Coalbed methane reservoir management and optimization requires knowledge of reservoir pressure. Typically, only a limited number of pressure surveys are run during the life of a well because they are costly in terms of equipment, manpower usage, and lost production. Calculations requiring reservoir pressure are often made months, sometimes years, after the most recent pressure survey in a given well. At high reservoir pressures a small uncertainty in reservoir pressure will make little difference in deliverability and remaining gas-in-place calculations. Conversely, a small uncertainty in reservoir pressure can make a large difference in such calculations at low pressures.

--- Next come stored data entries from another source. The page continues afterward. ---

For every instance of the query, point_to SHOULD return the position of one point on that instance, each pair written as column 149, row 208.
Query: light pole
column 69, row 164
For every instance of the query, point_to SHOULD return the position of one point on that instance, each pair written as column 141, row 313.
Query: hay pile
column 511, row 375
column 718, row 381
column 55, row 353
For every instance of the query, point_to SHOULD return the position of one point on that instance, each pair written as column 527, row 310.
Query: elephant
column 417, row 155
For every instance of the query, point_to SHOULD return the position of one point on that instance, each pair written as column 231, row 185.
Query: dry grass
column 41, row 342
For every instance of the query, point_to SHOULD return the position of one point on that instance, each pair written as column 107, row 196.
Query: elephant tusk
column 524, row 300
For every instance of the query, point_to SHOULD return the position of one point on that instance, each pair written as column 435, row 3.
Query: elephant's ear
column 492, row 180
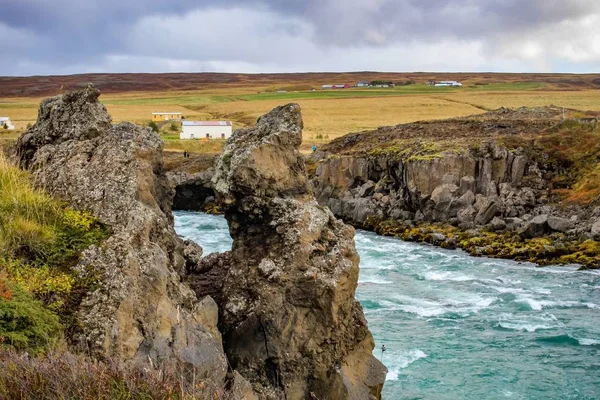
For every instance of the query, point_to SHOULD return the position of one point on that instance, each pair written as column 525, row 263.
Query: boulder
column 497, row 224
column 443, row 195
column 437, row 238
column 138, row 310
column 487, row 211
column 596, row 229
column 536, row 227
column 366, row 189
column 467, row 184
column 466, row 215
column 513, row 223
column 560, row 224
column 290, row 321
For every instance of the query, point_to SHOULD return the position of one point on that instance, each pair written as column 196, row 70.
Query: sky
column 49, row 37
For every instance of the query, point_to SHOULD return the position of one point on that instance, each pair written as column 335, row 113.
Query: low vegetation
column 75, row 377
column 40, row 242
column 509, row 245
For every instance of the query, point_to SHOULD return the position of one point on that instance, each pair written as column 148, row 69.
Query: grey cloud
column 74, row 32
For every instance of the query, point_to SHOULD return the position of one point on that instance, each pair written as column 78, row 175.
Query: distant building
column 5, row 121
column 206, row 130
column 448, row 83
column 168, row 116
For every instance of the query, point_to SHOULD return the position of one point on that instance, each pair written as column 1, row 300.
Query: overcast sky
column 44, row 37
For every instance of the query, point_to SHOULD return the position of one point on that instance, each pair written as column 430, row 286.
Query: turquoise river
column 458, row 327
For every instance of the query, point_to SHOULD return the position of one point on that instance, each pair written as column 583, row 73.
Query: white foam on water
column 403, row 362
column 529, row 324
column 446, row 276
column 375, row 280
column 501, row 289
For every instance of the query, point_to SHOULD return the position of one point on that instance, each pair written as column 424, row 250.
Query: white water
column 458, row 327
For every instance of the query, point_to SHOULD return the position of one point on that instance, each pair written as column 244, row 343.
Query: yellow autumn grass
column 324, row 118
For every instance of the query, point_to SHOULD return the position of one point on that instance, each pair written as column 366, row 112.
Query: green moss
column 25, row 324
column 542, row 251
column 41, row 239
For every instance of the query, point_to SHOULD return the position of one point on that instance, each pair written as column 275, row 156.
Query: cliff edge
column 289, row 319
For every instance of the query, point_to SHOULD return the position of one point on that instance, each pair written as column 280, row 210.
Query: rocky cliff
column 289, row 319
column 499, row 172
column 137, row 308
column 279, row 308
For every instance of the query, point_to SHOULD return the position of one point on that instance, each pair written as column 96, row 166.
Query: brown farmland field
column 327, row 114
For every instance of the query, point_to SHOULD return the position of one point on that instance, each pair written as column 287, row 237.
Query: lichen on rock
column 138, row 309
column 290, row 322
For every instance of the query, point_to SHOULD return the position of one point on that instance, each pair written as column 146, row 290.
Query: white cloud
column 334, row 37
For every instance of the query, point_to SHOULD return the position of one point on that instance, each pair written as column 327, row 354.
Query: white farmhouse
column 5, row 121
column 448, row 83
column 206, row 130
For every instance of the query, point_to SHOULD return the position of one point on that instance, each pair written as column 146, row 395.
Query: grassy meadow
column 327, row 113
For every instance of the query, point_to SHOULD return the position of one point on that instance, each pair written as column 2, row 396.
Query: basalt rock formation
column 289, row 319
column 137, row 309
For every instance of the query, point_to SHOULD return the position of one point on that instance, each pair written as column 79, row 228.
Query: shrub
column 152, row 125
column 40, row 241
column 24, row 322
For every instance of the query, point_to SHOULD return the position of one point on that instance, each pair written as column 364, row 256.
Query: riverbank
column 487, row 328
column 519, row 184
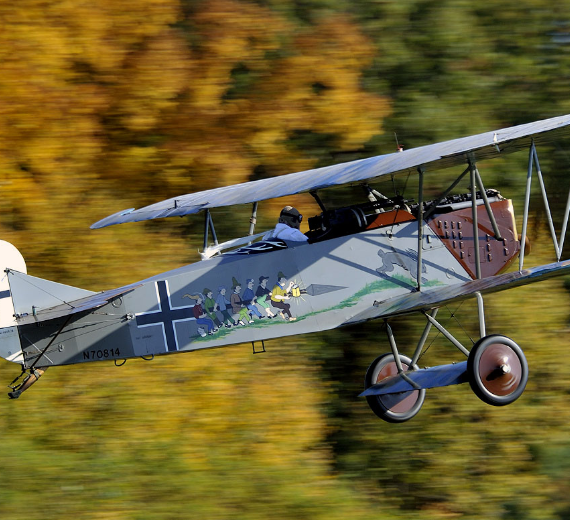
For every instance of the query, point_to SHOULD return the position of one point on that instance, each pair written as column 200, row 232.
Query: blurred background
column 107, row 105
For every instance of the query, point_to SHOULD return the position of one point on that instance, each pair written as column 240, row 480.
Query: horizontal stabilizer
column 427, row 299
column 434, row 377
column 42, row 294
column 94, row 301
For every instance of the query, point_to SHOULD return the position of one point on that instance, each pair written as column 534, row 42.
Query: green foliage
column 106, row 105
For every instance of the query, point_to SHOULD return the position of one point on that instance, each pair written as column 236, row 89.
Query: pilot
column 288, row 226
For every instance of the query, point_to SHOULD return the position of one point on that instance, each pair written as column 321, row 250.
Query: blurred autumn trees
column 106, row 105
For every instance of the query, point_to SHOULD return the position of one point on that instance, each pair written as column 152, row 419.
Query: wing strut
column 253, row 219
column 420, row 225
column 558, row 243
column 209, row 225
column 486, row 200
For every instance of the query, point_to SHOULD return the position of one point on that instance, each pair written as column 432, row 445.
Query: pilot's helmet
column 290, row 216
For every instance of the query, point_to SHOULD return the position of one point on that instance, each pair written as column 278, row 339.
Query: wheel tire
column 394, row 408
column 498, row 371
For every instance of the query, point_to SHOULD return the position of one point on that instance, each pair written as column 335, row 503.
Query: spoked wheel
column 498, row 371
column 393, row 408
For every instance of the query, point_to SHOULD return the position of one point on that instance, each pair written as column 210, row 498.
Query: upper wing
column 435, row 156
column 436, row 297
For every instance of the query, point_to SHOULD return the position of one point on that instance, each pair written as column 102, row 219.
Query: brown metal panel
column 455, row 229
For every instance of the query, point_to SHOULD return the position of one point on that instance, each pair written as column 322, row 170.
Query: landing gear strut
column 29, row 380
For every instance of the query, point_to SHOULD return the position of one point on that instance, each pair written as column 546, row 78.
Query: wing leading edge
column 430, row 157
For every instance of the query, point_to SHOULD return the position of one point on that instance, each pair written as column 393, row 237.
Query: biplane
column 381, row 258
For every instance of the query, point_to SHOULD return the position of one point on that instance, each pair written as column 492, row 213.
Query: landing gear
column 497, row 369
column 394, row 408
column 29, row 380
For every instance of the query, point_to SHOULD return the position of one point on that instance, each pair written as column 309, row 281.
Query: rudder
column 10, row 258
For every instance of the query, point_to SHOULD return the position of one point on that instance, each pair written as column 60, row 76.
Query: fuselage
column 272, row 290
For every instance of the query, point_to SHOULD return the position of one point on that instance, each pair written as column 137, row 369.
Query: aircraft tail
column 23, row 295
column 10, row 348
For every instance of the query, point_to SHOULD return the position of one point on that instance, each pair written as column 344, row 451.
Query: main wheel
column 394, row 408
column 498, row 371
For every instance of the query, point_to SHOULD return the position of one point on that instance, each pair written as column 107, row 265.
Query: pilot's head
column 290, row 216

Several methods exist to obtain reservoir pressure in addition to running a pressure survey. Reservoir simulation, traditional material balance (p/z*) and "best-guess" methods could all be used to estimate reservoir pressure. At high reservoir pressures the "best-guess" method may give adequate results. At lower reservoir pressures, more accurate methods such as reservoir simulation or p/z* material balance are needed to give reliable results. Unfortunately, both of these methods are time consuming and require large amounts of information.

The method presented in this paper is a simple material balance application of the Langmuir isotherm to give accurate reservoir pressures over the entire life of a producing coalbed methane well. The method requires knowledge of the initial reservoir pressure and Langmuir pressure and depending on the application, either initial gas in place, cumulative gas produced as a function of time or a history of reservoir pressure obtained from pressure surveys. This data is easily obtainable for a producing well. Given some of the above data, the proposed method can be used in an iterative fashion to determine the other properties.

This paper discusses the equations and a simple three-step procedure to obtain reservoir pressure, reports the results of a simulation study to validate the method, and gives several examples of applications to Fruitland Coal wells in the San Juan Basin.